(Sharecast News) - Integumen announced on Friday that its subsidiary Labskin was launching its remote clinical skin trials platform, which it claimed was the world's first of its type.
The AIM-traded firm explained that, by harvesting the microbiome of a human volunteer's skin, and transporting it to the Labskin laboratory to be transplanted onto laboratory-grown skin, it would create "an exact replica" of the human volunteer's skin microflora, without them needing to travel to the lab.

It added that its Rinocloud software and artificial intelligence subsidiary had built a remote clinical skin trial platform, which would allow trials to happen "ethically [and] efficiently", with all protocols being followed and distantly controlled.

Using that platform, all data collected was stored according to GDPR guidelines, and swabbing could be done under supervision in the human volunteer's home, so no in-person contact was needed.

Integumen said Labskin and Rinocloud created the platform as an extensión to the Labskin AI virtual disease modelling development programme, that had "transformed" its business model in the last 24 months.

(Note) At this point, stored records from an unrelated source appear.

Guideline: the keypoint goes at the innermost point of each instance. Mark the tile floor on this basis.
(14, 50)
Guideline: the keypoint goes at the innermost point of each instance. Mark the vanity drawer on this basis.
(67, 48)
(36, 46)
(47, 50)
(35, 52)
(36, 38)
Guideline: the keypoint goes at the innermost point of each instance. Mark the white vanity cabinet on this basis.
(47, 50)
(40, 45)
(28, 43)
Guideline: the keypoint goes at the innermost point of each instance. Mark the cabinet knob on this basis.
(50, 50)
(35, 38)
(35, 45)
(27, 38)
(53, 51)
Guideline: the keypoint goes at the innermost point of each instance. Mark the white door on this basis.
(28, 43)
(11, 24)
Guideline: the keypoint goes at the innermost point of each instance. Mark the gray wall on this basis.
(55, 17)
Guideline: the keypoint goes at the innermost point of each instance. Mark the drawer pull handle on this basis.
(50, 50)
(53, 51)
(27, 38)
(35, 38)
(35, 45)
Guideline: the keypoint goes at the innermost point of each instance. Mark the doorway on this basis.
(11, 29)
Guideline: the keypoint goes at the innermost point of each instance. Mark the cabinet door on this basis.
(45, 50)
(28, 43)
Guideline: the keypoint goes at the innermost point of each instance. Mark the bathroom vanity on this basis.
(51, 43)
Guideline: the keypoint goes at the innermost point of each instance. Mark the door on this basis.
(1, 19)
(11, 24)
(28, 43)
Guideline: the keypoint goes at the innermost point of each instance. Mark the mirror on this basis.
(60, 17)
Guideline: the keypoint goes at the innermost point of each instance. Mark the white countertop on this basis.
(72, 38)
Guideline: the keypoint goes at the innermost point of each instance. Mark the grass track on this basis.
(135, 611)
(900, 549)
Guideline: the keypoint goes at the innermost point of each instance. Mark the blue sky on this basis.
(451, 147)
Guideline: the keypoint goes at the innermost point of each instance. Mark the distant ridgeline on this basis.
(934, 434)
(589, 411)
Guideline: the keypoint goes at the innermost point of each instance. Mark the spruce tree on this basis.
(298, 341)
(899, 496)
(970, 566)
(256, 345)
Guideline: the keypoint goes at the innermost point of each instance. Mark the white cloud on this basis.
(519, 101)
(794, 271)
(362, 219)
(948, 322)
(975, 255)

The platform was anchored in the technology's ability to harvest and replicate a human subject's microbiome, it explained.

"With the spread of Covid-19 continuing to accelerate globally, the science and AI teams advanced this development over the last three monhts to create a virtual clinical research platform that has been disrupted by the lockdown," said chief executive officer Gerard Brandon.

"This has increased access to immune-suppressed, aged or infirm human volunteers without placing them at risk.

"It is being further adapted to undertake skin trials for individual consumers for cosmetic, skin disease diagnostics."

At 1133 BST, shares in Integumen were down 0.13% at 1.97p.